Through the use of digital platforms, global conversations will be held to mobilise the world to take the most meaningful actions to make a difference in the health of our ecosystem.

How bad is climate change now?

Despite the early warning signs- record temperatures, glacial retreat, rising sea level and warming of the poles, the global society might wake up too late. Solving global economic problems through business as usual strategies are delaying progress in reducing emissions to prevent human suffering and the eventual collapse of the ecological system.

According to projections from 2006, large areas of south and southeastern Europe will face droughts with a strong intensity more frequently in decades to come. Also, food production is expected to decrease in the Mediterranean area, southeastern Europe, and central Asia, threatening food security. The occurrence and frequency of flood events and heavy rainfall are expected to increase in large areas of Europe.
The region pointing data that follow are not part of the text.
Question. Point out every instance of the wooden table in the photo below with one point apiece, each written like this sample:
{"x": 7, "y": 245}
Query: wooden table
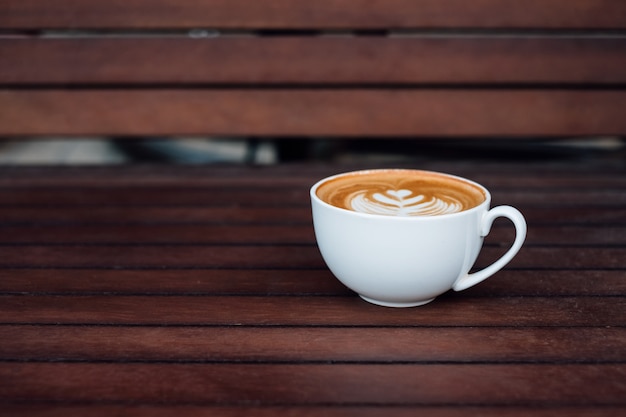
{"x": 155, "y": 290}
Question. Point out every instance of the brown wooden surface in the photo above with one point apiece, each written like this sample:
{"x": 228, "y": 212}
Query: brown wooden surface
{"x": 315, "y": 60}
{"x": 328, "y": 14}
{"x": 223, "y": 305}
{"x": 316, "y": 112}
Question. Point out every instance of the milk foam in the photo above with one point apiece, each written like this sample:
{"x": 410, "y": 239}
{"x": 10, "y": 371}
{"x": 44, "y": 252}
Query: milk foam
{"x": 401, "y": 203}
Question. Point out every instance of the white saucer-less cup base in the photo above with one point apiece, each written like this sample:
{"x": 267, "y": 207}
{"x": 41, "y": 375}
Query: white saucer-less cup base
{"x": 389, "y": 304}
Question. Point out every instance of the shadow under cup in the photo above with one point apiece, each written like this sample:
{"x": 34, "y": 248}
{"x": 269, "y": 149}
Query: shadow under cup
{"x": 400, "y": 238}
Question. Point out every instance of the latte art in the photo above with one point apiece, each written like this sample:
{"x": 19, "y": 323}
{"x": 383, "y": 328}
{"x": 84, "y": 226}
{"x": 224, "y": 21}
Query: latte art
{"x": 402, "y": 203}
{"x": 400, "y": 193}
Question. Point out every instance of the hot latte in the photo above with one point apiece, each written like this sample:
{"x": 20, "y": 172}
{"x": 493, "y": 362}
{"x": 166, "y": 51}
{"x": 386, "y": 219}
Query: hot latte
{"x": 397, "y": 192}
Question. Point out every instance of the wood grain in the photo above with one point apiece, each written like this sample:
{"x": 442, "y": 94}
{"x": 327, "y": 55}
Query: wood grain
{"x": 311, "y": 344}
{"x": 324, "y": 14}
{"x": 350, "y": 113}
{"x": 335, "y": 384}
{"x": 309, "y": 311}
{"x": 315, "y": 60}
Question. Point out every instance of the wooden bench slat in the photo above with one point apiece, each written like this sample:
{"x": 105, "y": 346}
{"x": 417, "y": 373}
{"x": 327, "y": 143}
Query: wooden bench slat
{"x": 322, "y": 14}
{"x": 270, "y": 282}
{"x": 316, "y": 60}
{"x": 266, "y": 256}
{"x": 100, "y": 410}
{"x": 606, "y": 235}
{"x": 70, "y": 215}
{"x": 447, "y": 310}
{"x": 493, "y": 345}
{"x": 270, "y": 197}
{"x": 351, "y": 113}
{"x": 338, "y": 384}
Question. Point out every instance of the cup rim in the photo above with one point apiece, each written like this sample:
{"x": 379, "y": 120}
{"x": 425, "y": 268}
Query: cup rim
{"x": 315, "y": 197}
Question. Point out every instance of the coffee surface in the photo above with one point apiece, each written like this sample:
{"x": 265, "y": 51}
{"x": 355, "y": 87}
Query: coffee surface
{"x": 400, "y": 193}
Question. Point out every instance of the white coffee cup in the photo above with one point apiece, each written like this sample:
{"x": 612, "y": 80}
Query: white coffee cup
{"x": 406, "y": 261}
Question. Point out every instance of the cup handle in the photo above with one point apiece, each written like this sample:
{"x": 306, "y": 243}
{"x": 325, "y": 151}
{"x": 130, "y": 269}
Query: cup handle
{"x": 519, "y": 222}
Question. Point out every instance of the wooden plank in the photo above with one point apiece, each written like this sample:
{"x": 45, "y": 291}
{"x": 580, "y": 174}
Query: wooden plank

In the last decade, the world has recorded extreme temperatures in seven different years in different locations around the world. A heatwave swept through Western Europe, killing hundreds in July 2019. Temperatures reached an unprecedented 108.7 degrees Fahrenheit (42.6 degrees Celsius) in Paris and an all-time high of 107.2 degrees Fahrenheit (41.8 degrees Celsius) in Belgium.

At the North Pole, temperatures rose by a shocking 50 degrees Fahrenheit. In 2012, the Arctic sea ice cover dropped to the lowest levels ever recorded. The planet’s natural iceboxes were dramatically defrosting, and people were starting to take notice.

With heightened awareness about climate change now than ever before, effective and collective strategies can be put in place by governments to manage its effects. Though experts say it is too late to reverse a global disaster, the worst effect of climate change can be limited. We have to deliberately reduce the flow of greenhouse gases into the atmosphere and learn to adapt to the climate changes that have already happened. Recycling and driving more fuel-efficient cars are examples of important behavioural changes that will help, but they will not be enough. A globally coordinated response is needed to help find a suitable solution for climate change because of political, economic, and social differences across the globe.

For sustainable growth to be achieved, we all need to support the fight against global warming and climate change. Assess the activities you indulge in that contribute to global warming and take the necessary steps to help protect our planet.